狐の嫁入りって天気雨のことを言うんでしょ?

「天気雨のときに多かったからかね?実際に行われていたのが。」

え?実際に行われていたの?!

「いや、わかんないけど。行列はあっちから来たんでしょ?○○稲荷の方向だよね。で、行列が向かっていた方向には○○神社があるよ。」

・・・・・。なーんか、質問と答えがずれているような。でも我に返って話を続ける。

あ、そうなの。でも、なんでちょっと様子を話しただけでそんなにスラスラ浮かぶの?

「そうなんだよね。凄くリアルに浮かぶんだよね。先頭は厳かで段々大騒ぎになって行くのは途中からどんどん色んなものがついて来るからだよ。くるくる踊っていたあたりまでは狐さん。」

だから、どうしてそれが分かるの?

「わからない。例えば大昔行列の中にいたからか、それとも傍で見ていたか。」

・・・・・・・・・。思わずしーんとなったのだけどそれ以上問う気になれなかった。どう見ても狐というより狸顔やん。目も顔もまん丸くてさ。なんで行列にいたの。と思ったのだけど、後から考えてみれば容貌で異議を唱えるのも変だ。

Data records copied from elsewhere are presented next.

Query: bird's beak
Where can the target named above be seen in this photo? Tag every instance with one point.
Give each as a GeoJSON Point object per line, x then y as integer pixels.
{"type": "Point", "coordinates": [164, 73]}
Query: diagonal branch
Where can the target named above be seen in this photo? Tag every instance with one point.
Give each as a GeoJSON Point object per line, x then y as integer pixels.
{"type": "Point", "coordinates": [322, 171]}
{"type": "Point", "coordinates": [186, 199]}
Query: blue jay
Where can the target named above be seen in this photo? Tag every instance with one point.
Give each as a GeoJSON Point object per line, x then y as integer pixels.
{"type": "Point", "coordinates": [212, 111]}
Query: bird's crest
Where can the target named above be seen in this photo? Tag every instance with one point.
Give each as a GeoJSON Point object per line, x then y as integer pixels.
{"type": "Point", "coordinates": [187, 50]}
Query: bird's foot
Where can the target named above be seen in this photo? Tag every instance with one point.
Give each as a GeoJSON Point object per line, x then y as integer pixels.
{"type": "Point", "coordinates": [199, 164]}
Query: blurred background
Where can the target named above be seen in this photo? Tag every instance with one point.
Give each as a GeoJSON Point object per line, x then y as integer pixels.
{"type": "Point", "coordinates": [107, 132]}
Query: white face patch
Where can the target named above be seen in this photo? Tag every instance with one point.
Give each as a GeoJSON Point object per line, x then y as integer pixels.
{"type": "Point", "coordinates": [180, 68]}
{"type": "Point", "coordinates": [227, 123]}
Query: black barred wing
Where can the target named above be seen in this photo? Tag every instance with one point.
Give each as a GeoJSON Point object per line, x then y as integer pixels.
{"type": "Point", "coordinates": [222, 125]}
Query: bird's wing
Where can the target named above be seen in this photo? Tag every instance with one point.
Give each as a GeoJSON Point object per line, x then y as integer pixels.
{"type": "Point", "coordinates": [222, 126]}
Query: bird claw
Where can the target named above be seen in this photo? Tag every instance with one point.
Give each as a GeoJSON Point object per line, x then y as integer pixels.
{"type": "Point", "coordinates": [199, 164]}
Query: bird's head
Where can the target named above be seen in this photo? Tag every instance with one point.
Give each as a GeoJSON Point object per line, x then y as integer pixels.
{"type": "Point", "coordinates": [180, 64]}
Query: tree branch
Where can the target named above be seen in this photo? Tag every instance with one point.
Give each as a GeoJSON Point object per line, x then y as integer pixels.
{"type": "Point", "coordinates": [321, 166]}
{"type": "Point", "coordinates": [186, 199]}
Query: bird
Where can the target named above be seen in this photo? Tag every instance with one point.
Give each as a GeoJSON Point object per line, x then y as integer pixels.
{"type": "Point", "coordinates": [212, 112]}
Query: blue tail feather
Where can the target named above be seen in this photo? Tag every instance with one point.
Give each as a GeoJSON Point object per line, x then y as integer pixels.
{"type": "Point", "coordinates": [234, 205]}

そう言えば私は昔よく病院で認知症の患者さんに「あら、綺麗な狐の子が来た。」と言われていた。間は空いていたけれど、3人別々の時期に入院していたおばあちゃんに。

「うん。きっと何かゆかりがあるんだろうね。」

なんだろ、ゆかりって。いや、わからん。

それはともかく仕事に行って来る。もう日は昇ったけれど、ゆっくり眠ってね。

おやすみ。いってきます。

しかしその後相方は行列の夢は見なかったが、金縛りにあったのだと言う。

相方の場合は異国、外国人の方々が沢山部屋に入って来てわいわい喋っていたと言う。

う。ついに部屋に入って来たか。狐じゃないけど何だかわからない異国の方々が。

しかし、そう答えている私の口が勝手にこう言った。

”インドネシアの神々だね。99人いたね。”

「う!なんでそう思うの?!」

何か突拍子もないことを言い出しそうで(自分が)、慌てて話題を変えた夜だった。

怖かったっす。自分も含めて。

どちらも悪いものではないのだけど、とりあえずお清めをしておいた。空気は綺麗にこしたことがない。

いやあ、すごい空気の一昼夜だった。

と、ここまでが1年前のお話し。